Page 1 of 1

Multiple lookups , same file

Posted: Mon Feb 14, 2005 4:03 am
by datastagepraba
In my project we have one big classifiction table where we store all the lookups. Is it possible to export it to a sequential file and use it as the only lookup(for all the classification codes) in all the jobs? Each record has to access the file number of times to lookup and get the corresponding codes. Or is it advisable to create multiple lookup files( one for gender , one for role etc.,) and use these as inputs to the lookup stage?

Posted: Mon Feb 14, 2005 5:27 am
by Sainath.Srinivasan
If you have the information in the same location (i.e. db, connection etc) as that of your source data, you can use SQL to combine them.

Alternatively, if the size of separate lookup (obtained as breakdown of classification types) are much smaller to be loaded in memory and accessed from there from thereon, you can download them and use as lookups.

But it is better to avoid a large lookup.

Posted: Tue Feb 15, 2005 5:56 pm
by vmcburney
I would load it into a single lookup fileset and place it on all partitions. I assume when you use it you have two key fields, one being the lookup id and the other being the lookup code. A single large lookup file is going to be easier to manage then lots of small ones.
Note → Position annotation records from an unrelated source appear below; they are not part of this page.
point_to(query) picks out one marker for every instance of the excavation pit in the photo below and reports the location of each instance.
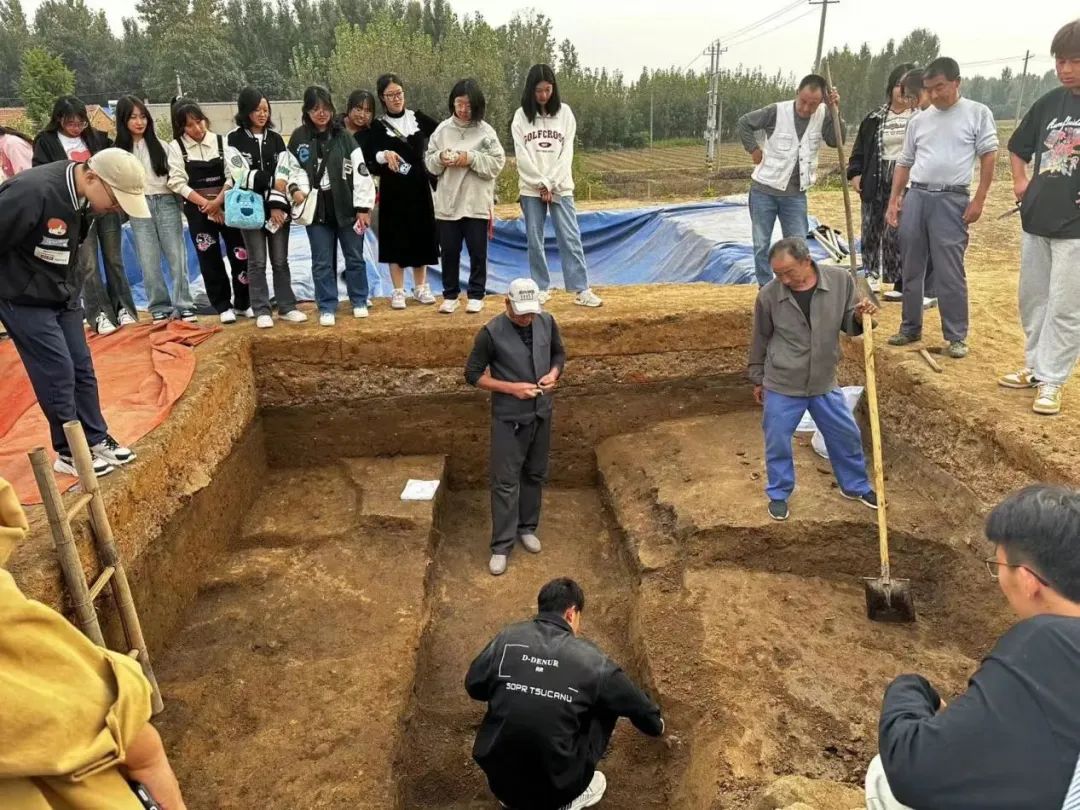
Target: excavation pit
(311, 631)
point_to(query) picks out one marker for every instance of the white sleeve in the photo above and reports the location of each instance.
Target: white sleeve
(363, 186)
(178, 172)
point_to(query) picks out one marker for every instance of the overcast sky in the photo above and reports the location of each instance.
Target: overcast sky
(631, 34)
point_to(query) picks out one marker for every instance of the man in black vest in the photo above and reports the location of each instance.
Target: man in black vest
(518, 358)
(553, 700)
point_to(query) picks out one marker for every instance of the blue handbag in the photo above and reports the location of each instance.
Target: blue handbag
(243, 210)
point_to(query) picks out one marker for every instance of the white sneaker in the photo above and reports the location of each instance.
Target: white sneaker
(423, 294)
(103, 325)
(592, 795)
(111, 451)
(588, 298)
(65, 466)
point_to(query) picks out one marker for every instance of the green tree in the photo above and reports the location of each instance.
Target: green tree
(14, 39)
(42, 79)
(196, 48)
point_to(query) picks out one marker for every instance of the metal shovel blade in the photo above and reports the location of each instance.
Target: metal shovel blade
(889, 601)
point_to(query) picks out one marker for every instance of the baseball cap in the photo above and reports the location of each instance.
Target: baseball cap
(122, 172)
(524, 297)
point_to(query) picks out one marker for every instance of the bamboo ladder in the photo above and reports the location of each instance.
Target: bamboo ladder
(112, 567)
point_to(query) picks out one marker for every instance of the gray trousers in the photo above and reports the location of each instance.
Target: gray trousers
(1050, 305)
(932, 228)
(518, 472)
(113, 293)
(259, 244)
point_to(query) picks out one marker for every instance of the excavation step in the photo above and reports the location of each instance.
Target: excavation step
(287, 685)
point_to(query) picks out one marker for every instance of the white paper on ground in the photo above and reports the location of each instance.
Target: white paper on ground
(419, 490)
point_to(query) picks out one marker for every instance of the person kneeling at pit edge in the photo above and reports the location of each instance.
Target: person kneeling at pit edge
(518, 356)
(553, 700)
(75, 716)
(1013, 739)
(796, 347)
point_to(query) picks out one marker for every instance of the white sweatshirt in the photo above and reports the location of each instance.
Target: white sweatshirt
(466, 191)
(544, 151)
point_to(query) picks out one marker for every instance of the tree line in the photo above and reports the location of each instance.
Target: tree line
(213, 48)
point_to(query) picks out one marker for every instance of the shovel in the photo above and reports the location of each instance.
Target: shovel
(888, 599)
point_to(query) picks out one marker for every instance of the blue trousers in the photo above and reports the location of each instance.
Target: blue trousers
(837, 426)
(571, 255)
(765, 210)
(324, 241)
(53, 348)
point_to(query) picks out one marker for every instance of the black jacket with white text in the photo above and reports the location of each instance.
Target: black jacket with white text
(544, 688)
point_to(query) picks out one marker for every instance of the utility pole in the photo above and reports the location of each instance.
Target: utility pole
(651, 108)
(712, 133)
(1023, 80)
(821, 31)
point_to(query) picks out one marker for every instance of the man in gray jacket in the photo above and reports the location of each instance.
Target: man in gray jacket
(518, 356)
(796, 347)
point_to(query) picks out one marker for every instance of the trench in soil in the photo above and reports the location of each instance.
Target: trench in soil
(322, 662)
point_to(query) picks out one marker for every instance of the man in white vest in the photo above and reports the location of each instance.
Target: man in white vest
(784, 140)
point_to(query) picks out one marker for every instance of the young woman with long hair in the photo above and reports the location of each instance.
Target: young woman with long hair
(395, 151)
(332, 165)
(69, 136)
(162, 234)
(259, 147)
(467, 157)
(197, 173)
(543, 131)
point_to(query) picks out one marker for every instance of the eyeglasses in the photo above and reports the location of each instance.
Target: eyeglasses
(993, 565)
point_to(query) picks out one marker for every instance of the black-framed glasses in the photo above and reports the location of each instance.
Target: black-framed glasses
(993, 565)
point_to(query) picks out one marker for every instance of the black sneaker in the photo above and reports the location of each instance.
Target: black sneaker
(778, 510)
(867, 499)
(65, 466)
(111, 450)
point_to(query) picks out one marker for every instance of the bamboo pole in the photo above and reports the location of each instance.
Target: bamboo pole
(109, 556)
(66, 549)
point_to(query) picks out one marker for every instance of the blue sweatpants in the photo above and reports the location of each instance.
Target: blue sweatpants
(837, 426)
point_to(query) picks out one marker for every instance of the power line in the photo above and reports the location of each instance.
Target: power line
(773, 28)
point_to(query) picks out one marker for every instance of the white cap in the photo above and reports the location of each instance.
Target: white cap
(122, 172)
(524, 297)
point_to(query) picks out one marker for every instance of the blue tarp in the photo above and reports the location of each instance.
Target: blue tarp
(696, 242)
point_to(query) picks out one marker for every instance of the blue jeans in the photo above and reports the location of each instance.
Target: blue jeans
(564, 216)
(765, 210)
(324, 241)
(837, 426)
(162, 234)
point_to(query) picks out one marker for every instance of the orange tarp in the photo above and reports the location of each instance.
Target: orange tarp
(142, 372)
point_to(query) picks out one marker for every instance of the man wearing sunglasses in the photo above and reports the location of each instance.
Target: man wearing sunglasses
(1013, 739)
(44, 216)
In your lookup stage you should be able to type a code into the lookup id derivation field and link the lookup code field to the input value.

Posted: Tue Feb 15, 2005 6:28 pm
by vmcburney
Did some additional testing and discovered my recommendation wouldn't work! While server job transformers let you type in a constant into a lookup derivation field the parallel lookup stage does not. So if you have one extended lookup file your problem is going to be identifying which type of lookup code you want to get. Most methods of passing the lookup type to the lookup stage are quite messy, such as adding a new input data field with a constant in it, or concatenating the lookup type with the lookup code.
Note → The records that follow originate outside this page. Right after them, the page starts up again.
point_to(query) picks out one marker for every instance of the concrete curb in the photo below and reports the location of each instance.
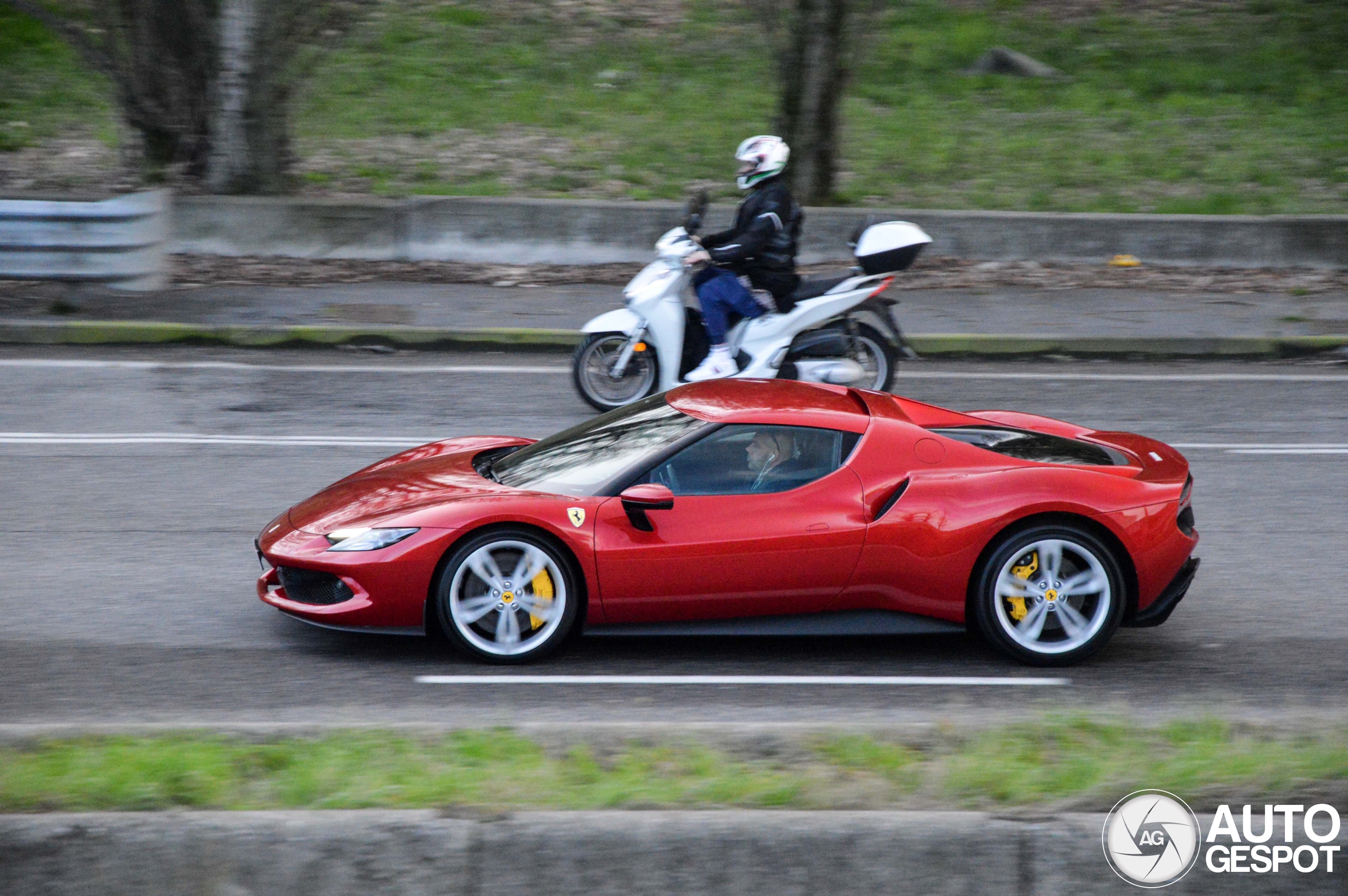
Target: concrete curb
(519, 231)
(525, 339)
(774, 853)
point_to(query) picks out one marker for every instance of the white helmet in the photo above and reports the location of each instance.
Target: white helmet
(764, 157)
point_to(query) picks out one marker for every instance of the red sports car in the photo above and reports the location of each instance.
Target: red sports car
(740, 507)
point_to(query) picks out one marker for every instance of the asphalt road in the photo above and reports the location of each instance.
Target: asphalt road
(128, 569)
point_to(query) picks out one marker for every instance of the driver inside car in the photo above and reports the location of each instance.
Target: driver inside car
(752, 263)
(766, 452)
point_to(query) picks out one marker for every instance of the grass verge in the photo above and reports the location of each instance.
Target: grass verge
(1063, 763)
(1236, 108)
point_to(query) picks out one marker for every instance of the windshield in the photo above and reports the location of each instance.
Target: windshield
(584, 459)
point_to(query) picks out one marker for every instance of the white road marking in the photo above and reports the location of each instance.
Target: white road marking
(292, 368)
(509, 368)
(1261, 446)
(199, 439)
(1274, 448)
(1344, 451)
(739, 680)
(1125, 377)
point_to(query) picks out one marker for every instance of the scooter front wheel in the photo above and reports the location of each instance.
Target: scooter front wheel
(592, 370)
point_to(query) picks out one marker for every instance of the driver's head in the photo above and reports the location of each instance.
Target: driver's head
(761, 160)
(769, 448)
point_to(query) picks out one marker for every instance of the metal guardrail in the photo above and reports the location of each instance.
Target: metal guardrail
(121, 242)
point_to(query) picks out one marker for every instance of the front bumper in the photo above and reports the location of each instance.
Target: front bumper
(389, 588)
(1161, 608)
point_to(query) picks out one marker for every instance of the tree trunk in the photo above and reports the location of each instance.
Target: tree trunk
(813, 75)
(230, 162)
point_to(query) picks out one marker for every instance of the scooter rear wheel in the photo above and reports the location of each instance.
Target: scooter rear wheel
(877, 357)
(593, 360)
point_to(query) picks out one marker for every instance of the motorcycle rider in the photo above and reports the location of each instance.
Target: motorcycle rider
(752, 267)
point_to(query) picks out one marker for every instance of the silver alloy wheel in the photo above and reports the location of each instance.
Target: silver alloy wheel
(1062, 604)
(874, 362)
(596, 360)
(495, 611)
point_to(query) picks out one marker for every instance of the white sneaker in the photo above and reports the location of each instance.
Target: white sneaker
(718, 364)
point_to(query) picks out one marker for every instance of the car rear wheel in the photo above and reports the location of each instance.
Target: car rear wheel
(507, 596)
(1049, 596)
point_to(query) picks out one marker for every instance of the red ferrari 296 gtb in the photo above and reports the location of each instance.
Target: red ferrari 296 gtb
(740, 507)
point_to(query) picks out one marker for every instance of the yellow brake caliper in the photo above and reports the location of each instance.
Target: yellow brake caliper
(542, 585)
(1024, 572)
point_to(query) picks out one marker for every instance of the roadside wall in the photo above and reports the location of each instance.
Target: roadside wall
(593, 232)
(629, 853)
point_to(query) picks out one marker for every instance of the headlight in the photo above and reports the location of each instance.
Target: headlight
(366, 540)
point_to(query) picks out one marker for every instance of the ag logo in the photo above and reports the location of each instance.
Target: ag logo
(1152, 839)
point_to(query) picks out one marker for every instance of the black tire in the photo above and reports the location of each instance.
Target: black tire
(641, 379)
(885, 353)
(460, 593)
(1069, 632)
(875, 350)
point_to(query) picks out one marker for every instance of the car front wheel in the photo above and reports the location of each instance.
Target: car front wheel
(1049, 596)
(507, 598)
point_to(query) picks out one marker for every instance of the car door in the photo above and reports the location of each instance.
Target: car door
(740, 540)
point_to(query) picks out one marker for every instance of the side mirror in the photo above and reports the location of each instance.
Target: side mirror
(639, 499)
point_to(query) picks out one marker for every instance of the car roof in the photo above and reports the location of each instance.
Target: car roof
(784, 402)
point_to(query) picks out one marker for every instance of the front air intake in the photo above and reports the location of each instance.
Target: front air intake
(313, 586)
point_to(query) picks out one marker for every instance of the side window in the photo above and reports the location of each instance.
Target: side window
(749, 459)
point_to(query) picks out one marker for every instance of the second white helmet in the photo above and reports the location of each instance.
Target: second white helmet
(764, 157)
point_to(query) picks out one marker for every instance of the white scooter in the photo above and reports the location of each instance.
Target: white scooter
(832, 329)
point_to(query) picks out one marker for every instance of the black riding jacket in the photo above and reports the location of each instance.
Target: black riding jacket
(762, 243)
I think given the restrictions of the lookup stage you might be better off going for lots of different lookup files.

Posted: Tue Feb 15, 2005 10:21 pm
by nkreddy
Is there a possibility to add that lookup column in the transformer (before the lookup stage) and then do the lookup? We can add all the key columns from all the database lookups in addition to the columns present in the Transformer stage...

For eg:

source -----> Transformer -------> LookUp Stage ------->DataSet or SeqFile

|
|
|
LookUp FileSet
or
Database LookUp

Thanks,
NK

p.s: The LookUp FileSet or Database lookup should be linked to the LookUp Stage....I could never get the drawing straightened out...

Posted: Tue Feb 15, 2005 10:44 pm
by vmcburney
Yes, that's one of the messy workarounds! I would use the Modify stage instead of the Transformer using a new column specifications for each lookup field that are hard coded to the lookup id (PRODCODE, DEPTCODE etc). Modify may be a bit faster then a transformer but a transformer tends to be easier to use.

Posted: Wed Feb 16, 2005 9:18 am
by nkreddy
Vincent,

Would you please clarify what you meant: I wanted to use Modify Stage rather than the Transformer...just to test it.

Let us say, I have 10 columns coming from the source and none of them can be used as a lookup columns.

In that situation, I have to add the lookup column from the database lookup (say APPL_CODE -- VarChar50) to the columns that are going out of the Modify Stage.

So, I would have 11 columns coming into the LookUp Stage now...Is that right?


In the specification part of the Modify Stage, I would add

APPL_CODE:VarChar50 = APPL_CODE
(new_name = old_name)

and then enable the column propagation..


Regards,
NK

Posted: Wed Feb 16, 2005 2:17 pm
by vmcburney
In the Modify stage I would set the new field, APPL_CODE, to a constant:
APPL_CODE:VarChar50 = "PRODCODE"

This will create a new field called APPL_CODE.

Posted: Wed Feb 16, 2005 5:33 pm
by nkreddy
Vincent,

I tried and tried...but couldn't solve this problem. It works with the transformer..

The error messages are as follows:

Error when checking operator: Could not find input field "APPL_CODE"
When checking operator: Modify operator keeps field "APPL_CODE" not present in output interface

Specification: KEEP 'Column1', 'Column2'
Specification: APPL_CODE:VarChar50 = #SRC_APPL_N#

#SRC_APPL_N# is also in the lookup table....

Am I missing something here??

Thanks,
NK

Posted: Thu Feb 17, 2005 4:39 am
by vmcburney
Is APPL_CODE listed on the output columns for your Modify stage? Check on the output tab.